McGinn’s state-of-the-city speech

In comparison, McGinn needs to focus on litter

Mayor Mike McGinn wasted the City Council’s time delivering a state-of-the-city address full of ideology but short on ideas and plans [“Seattle Mayor McGinn says … whatever,” Opinion, Feb. 18].

The topics that McGinn did take time to get specific on were his opposition to the tunnel to replace the Alaskan Way Viaduct and his desire to delay and redesign the new 520 bridge. All this to turn Seattle into the largest pedestrian and bicycle park in the country to placate his green and bicycle club cronies.

Rather than worrying about this, McGinn should be looking in his own backyard and try cleaning up all of the personal pollution generated by the fine citizens of Seattle.

I recently returned to working in Seattle after many years of working from a home office. My office is in the Capitol Hill area — off Pine Street — and I’m appalled at the personal pollution that the people of Seattle create. It seems that the majority of the people in the city, on a daily basis, use the streets and sidewalks as their personal ashtrays, garbage cans and spittoons. It’s a crime and it should be addressed.

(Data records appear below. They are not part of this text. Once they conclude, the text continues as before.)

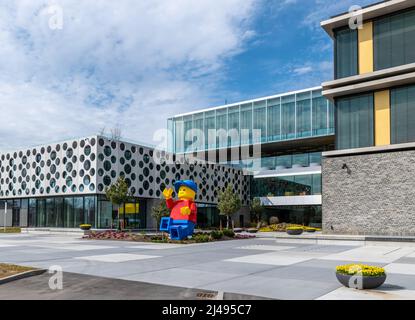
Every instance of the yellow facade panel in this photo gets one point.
(366, 48)
(382, 118)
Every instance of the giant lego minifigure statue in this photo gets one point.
(183, 212)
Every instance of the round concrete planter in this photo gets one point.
(366, 283)
(295, 232)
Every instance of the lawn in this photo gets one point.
(7, 270)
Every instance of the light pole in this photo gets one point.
(5, 214)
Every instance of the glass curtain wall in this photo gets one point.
(198, 133)
(260, 122)
(187, 122)
(354, 122)
(301, 185)
(288, 117)
(303, 111)
(222, 127)
(346, 63)
(320, 113)
(403, 114)
(394, 40)
(233, 126)
(210, 134)
(246, 123)
(274, 123)
(293, 116)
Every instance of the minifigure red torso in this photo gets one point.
(175, 207)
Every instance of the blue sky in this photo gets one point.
(133, 63)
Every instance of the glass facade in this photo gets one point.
(70, 212)
(394, 40)
(293, 116)
(305, 215)
(286, 161)
(346, 53)
(354, 117)
(300, 185)
(403, 114)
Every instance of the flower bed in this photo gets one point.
(214, 235)
(7, 270)
(360, 276)
(282, 227)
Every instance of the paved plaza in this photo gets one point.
(259, 267)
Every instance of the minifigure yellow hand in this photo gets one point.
(167, 193)
(185, 211)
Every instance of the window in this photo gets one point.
(403, 114)
(345, 53)
(222, 127)
(274, 119)
(394, 40)
(210, 133)
(319, 114)
(354, 122)
(304, 114)
(260, 121)
(288, 117)
(233, 126)
(246, 123)
(188, 133)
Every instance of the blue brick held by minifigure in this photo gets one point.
(165, 224)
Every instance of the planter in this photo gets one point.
(295, 232)
(367, 282)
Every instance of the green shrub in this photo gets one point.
(228, 233)
(216, 234)
(274, 220)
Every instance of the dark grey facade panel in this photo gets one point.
(369, 194)
(89, 165)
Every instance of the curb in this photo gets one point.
(22, 275)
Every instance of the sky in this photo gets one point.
(72, 68)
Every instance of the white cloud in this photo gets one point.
(303, 70)
(129, 62)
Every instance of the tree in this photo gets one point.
(257, 208)
(118, 194)
(228, 204)
(159, 212)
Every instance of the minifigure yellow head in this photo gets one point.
(185, 189)
(185, 193)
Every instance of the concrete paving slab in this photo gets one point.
(344, 293)
(276, 288)
(181, 277)
(276, 258)
(265, 247)
(401, 268)
(380, 254)
(84, 287)
(116, 257)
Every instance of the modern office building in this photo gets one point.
(291, 129)
(369, 180)
(63, 184)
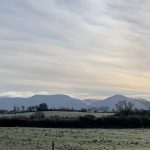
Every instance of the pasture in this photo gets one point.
(74, 139)
(49, 114)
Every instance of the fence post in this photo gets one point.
(53, 145)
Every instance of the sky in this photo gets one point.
(83, 48)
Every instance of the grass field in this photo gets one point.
(74, 139)
(58, 113)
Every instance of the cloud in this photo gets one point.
(82, 48)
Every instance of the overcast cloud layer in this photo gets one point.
(84, 48)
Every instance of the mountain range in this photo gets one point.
(64, 101)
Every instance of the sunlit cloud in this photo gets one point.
(84, 48)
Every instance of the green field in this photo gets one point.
(74, 139)
(49, 114)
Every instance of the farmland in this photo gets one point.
(74, 139)
(49, 114)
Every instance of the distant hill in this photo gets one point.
(63, 101)
(90, 101)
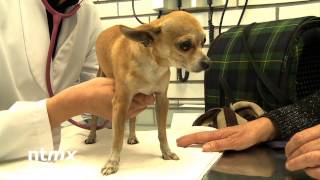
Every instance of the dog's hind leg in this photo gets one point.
(162, 104)
(120, 106)
(132, 139)
(93, 127)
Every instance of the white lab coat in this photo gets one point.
(24, 42)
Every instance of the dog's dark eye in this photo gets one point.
(203, 42)
(186, 45)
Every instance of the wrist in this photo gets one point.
(63, 106)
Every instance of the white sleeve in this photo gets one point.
(24, 127)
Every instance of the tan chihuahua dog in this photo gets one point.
(139, 59)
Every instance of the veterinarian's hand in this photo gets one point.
(303, 152)
(232, 138)
(93, 96)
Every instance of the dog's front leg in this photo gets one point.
(120, 103)
(162, 104)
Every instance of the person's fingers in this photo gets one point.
(310, 159)
(313, 172)
(301, 138)
(305, 148)
(203, 137)
(219, 145)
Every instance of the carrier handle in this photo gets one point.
(272, 88)
(224, 90)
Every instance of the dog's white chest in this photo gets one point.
(155, 82)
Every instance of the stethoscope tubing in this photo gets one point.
(57, 18)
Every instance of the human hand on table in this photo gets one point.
(303, 152)
(232, 138)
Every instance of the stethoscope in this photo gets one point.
(57, 18)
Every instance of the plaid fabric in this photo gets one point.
(277, 48)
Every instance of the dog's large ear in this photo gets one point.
(146, 34)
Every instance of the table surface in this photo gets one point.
(259, 162)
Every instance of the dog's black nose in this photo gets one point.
(204, 65)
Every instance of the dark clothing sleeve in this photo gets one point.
(293, 118)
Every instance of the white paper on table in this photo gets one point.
(140, 161)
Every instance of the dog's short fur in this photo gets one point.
(139, 59)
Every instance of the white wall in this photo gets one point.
(120, 12)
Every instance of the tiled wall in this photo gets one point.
(120, 12)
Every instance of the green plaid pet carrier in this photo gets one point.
(272, 63)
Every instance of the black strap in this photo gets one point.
(272, 88)
(210, 114)
(225, 92)
(230, 117)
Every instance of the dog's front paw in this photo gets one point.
(132, 140)
(170, 156)
(110, 167)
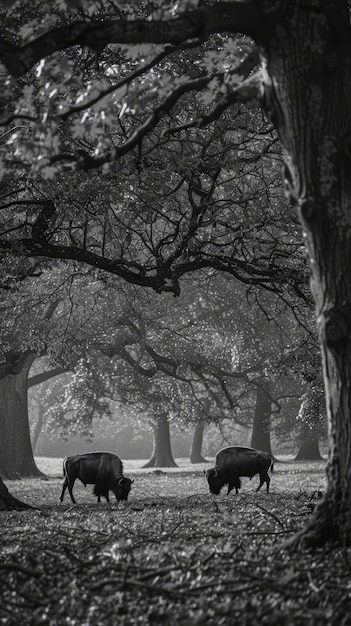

Now, before people write me off as a person not used to the city and it’s environment, I’d like to point out that I was raised in and around Manhattan and that I have lived and worked in many cities besides Seattle. The difference was that the leaders and citizens of these other cities weren’t hypocrites, proclaiming their greenness while ignoring their own backyards.

To McGinn and his cronies: Once you’ve taken care of the garbage inside the city, then you can begin to address all of the evils — automobiles — that lurk outside of the city limits.